Luis Enrique Ferrer García

= Luis Enrique Ferrer García =

Cuban dissident

Luis Enrique Ferrer García is a Cuban dissident.

He was arrested during the Black Spring in 2003 and received a 28-year sentence for his work with the Varela project, a civic initiative calling for democratic reforms in Cuba.

Upon leaving the courtroom, a member of the mob struck Luis Enrique Ferrer García with a hammer, and his mother and sister were violently thrown to the ground.

To protest his unjust imprisonment, especially severe prison conditions and mistreatment by prison authorities, Ferrer García has engaged in numerous hunger strikes throughout his detention, often leaving him very ill and weak.
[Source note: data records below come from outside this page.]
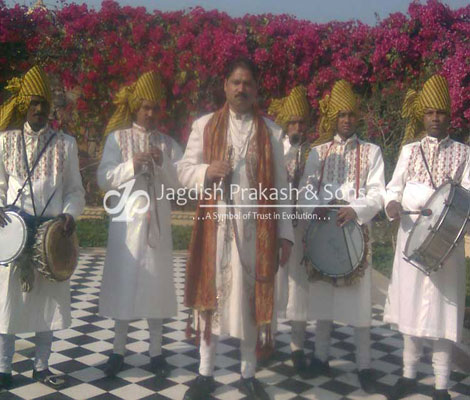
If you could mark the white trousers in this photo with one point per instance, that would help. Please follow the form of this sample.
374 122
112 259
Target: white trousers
323 338
248 356
441 359
43 342
155 330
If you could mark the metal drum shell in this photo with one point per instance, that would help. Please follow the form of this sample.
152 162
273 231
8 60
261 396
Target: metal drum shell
446 233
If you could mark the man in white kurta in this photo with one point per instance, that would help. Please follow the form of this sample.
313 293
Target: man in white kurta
349 169
138 272
235 241
292 114
44 306
418 305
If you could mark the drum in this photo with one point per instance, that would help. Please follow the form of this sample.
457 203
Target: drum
433 237
55 255
335 254
13 238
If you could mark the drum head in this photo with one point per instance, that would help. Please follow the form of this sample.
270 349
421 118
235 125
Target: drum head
423 224
12 238
334 251
61 251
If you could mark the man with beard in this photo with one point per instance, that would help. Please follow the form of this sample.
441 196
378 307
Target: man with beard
423 306
353 170
232 262
32 152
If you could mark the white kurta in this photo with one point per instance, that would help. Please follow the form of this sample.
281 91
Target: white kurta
235 283
321 300
287 277
47 306
138 278
420 305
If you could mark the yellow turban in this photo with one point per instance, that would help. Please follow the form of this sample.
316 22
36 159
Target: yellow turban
435 95
129 98
342 98
13 111
294 105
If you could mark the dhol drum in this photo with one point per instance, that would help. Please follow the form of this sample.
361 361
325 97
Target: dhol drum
55 255
335 254
435 236
13 237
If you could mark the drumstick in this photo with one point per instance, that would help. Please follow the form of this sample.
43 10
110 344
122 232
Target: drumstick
425 212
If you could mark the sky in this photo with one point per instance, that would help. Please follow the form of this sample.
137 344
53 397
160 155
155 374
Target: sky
313 10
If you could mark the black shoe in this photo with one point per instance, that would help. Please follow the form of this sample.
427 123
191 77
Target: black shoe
300 363
5 381
252 389
402 388
50 379
160 367
114 365
368 381
200 388
318 367
441 394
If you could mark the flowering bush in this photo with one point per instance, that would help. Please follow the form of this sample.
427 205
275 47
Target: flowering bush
95 52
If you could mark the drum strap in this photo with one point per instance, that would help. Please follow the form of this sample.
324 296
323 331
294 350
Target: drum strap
31 171
427 166
358 167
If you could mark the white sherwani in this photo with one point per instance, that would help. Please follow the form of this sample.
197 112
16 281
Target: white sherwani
138 278
321 300
420 305
235 282
287 277
47 306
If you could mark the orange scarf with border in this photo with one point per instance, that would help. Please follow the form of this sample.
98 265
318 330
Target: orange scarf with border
200 286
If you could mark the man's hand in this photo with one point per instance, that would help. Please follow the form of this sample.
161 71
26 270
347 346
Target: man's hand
286 248
394 209
321 213
142 161
69 224
4 219
345 215
217 170
157 156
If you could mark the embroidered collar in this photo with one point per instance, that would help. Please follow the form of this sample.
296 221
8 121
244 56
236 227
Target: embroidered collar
141 129
241 117
433 140
338 139
30 132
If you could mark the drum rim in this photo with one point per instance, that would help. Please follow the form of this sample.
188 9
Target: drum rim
433 230
25 237
343 275
43 247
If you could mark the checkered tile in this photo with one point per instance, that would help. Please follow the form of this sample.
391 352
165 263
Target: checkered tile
81 351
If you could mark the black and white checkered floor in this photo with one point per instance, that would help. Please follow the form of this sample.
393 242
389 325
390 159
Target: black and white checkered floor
81 350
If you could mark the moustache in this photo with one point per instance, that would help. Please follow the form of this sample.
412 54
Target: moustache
295 139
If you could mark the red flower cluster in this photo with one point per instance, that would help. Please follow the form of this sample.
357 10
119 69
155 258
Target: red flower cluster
98 51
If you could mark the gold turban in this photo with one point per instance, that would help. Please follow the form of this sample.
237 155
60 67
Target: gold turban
342 98
294 105
129 98
435 95
13 111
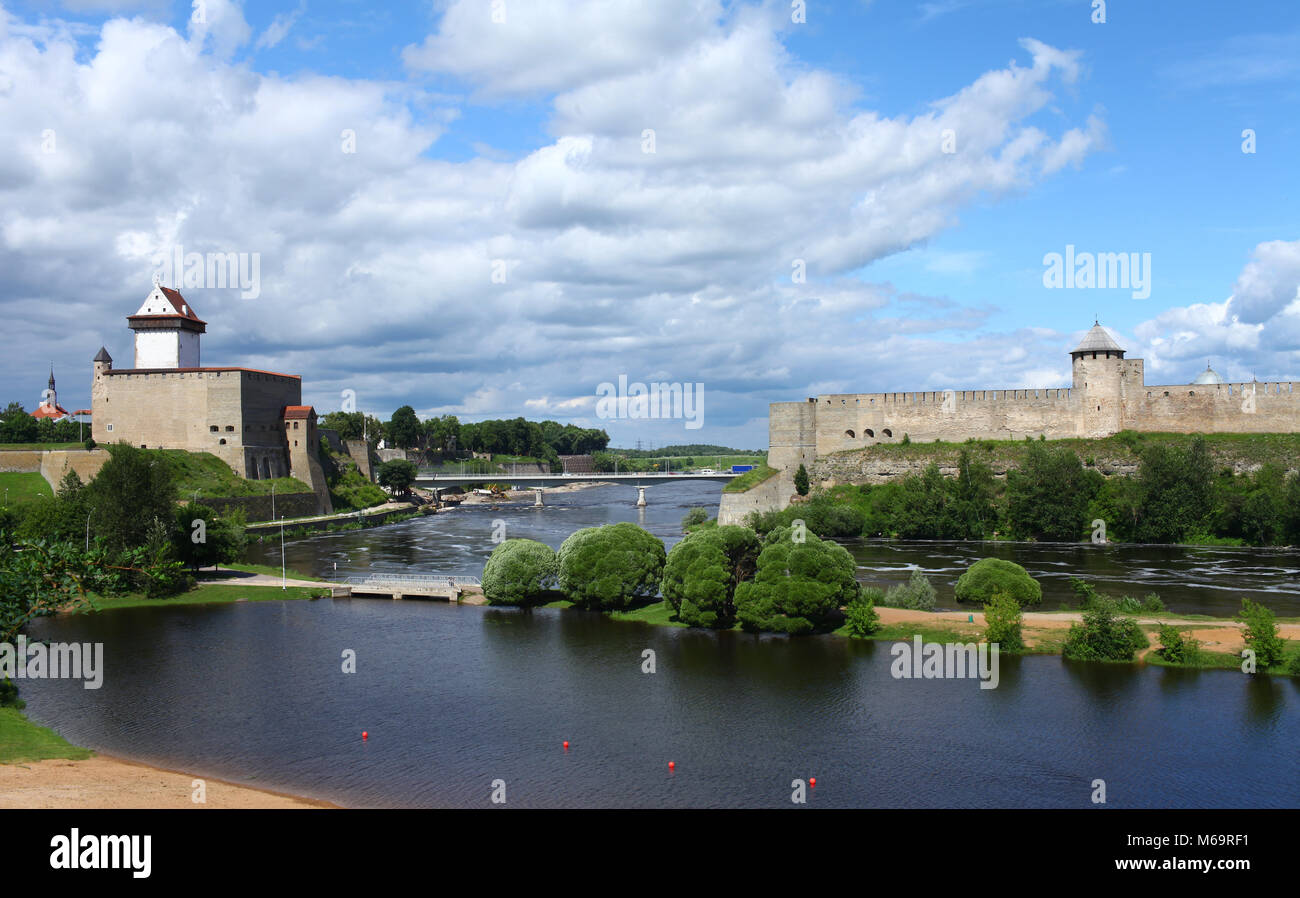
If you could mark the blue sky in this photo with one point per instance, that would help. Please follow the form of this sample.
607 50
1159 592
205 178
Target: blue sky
521 141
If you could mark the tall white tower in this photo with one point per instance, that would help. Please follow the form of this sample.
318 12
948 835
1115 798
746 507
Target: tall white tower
167 330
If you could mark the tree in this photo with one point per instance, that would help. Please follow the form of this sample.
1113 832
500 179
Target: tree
610 567
397 474
204 539
519 572
989 576
1002 620
702 572
1104 636
798 586
1048 497
861 616
129 494
1261 634
801 481
404 429
1175 486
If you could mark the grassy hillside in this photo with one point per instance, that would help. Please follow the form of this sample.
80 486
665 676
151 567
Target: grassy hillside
1247 450
211 477
18 487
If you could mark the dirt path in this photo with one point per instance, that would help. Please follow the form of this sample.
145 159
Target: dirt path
113 782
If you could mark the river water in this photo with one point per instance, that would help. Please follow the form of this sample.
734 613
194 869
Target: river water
455 698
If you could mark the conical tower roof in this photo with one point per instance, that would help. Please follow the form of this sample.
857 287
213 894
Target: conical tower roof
1097 339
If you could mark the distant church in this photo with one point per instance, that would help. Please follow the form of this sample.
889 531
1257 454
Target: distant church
252 420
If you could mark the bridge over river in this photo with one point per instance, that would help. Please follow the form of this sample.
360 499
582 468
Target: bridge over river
433 480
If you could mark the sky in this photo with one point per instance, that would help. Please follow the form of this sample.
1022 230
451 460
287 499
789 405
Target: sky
489 208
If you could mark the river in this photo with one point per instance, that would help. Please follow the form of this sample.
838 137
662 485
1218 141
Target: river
456 697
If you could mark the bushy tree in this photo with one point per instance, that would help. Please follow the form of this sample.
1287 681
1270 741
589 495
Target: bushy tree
798 586
611 567
1177 649
1104 636
1002 621
1261 634
1048 497
993 575
801 481
519 572
917 594
397 474
1175 485
702 572
861 615
209 542
130 494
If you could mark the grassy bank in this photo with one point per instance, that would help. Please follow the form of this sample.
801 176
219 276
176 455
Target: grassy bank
750 478
17 487
24 741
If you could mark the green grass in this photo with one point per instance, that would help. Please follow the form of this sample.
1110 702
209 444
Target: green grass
24 487
750 478
211 594
211 477
658 614
24 741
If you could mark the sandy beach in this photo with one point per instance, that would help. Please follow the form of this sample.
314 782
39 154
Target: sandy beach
112 782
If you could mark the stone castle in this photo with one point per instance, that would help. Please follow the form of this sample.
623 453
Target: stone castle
252 420
1108 394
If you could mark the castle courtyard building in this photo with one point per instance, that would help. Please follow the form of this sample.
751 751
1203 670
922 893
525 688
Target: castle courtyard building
252 420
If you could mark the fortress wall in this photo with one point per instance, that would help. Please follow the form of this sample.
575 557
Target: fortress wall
146 410
1214 407
848 421
791 436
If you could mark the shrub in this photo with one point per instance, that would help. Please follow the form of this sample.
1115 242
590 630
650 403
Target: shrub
1103 636
694 517
861 616
801 481
1002 620
798 588
702 572
1261 633
610 567
1129 604
993 575
1177 649
519 572
917 593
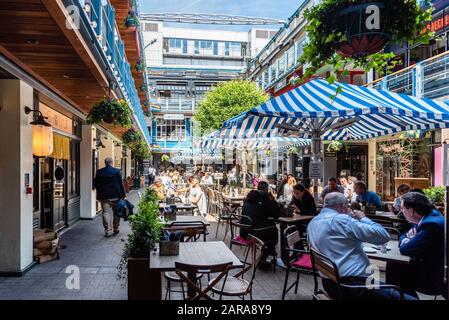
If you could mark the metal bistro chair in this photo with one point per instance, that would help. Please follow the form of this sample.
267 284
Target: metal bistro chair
324 267
236 224
191 232
298 260
237 286
182 270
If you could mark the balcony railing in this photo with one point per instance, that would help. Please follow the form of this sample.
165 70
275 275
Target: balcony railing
426 79
174 104
100 15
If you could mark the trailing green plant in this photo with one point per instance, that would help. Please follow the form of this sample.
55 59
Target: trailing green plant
407 22
140 66
146 231
141 150
112 111
132 20
435 194
131 137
He was the victim of numerous physical assaults by security guards and violent prisoners. According to Human Rights First, attacks are believed to be encouraged by prison authorities to harass and intimidate him.

Ferrer Garcia was freed in November 2010 and exiled with his family.

Garcia is the official representative of the Cuban Patriotic Union UNPACU outside of Cuba, the same organization that Wilmar Villar Mendoza belonged to. His brother, Jose Daniel Ferrer Garcia is the founder and official representative of UNPACU inside the island.

He spoke at the Geneva Summit for Human Rights and Democracy in March 2011 on the subject of "The Right Against Arbitrary Arrest".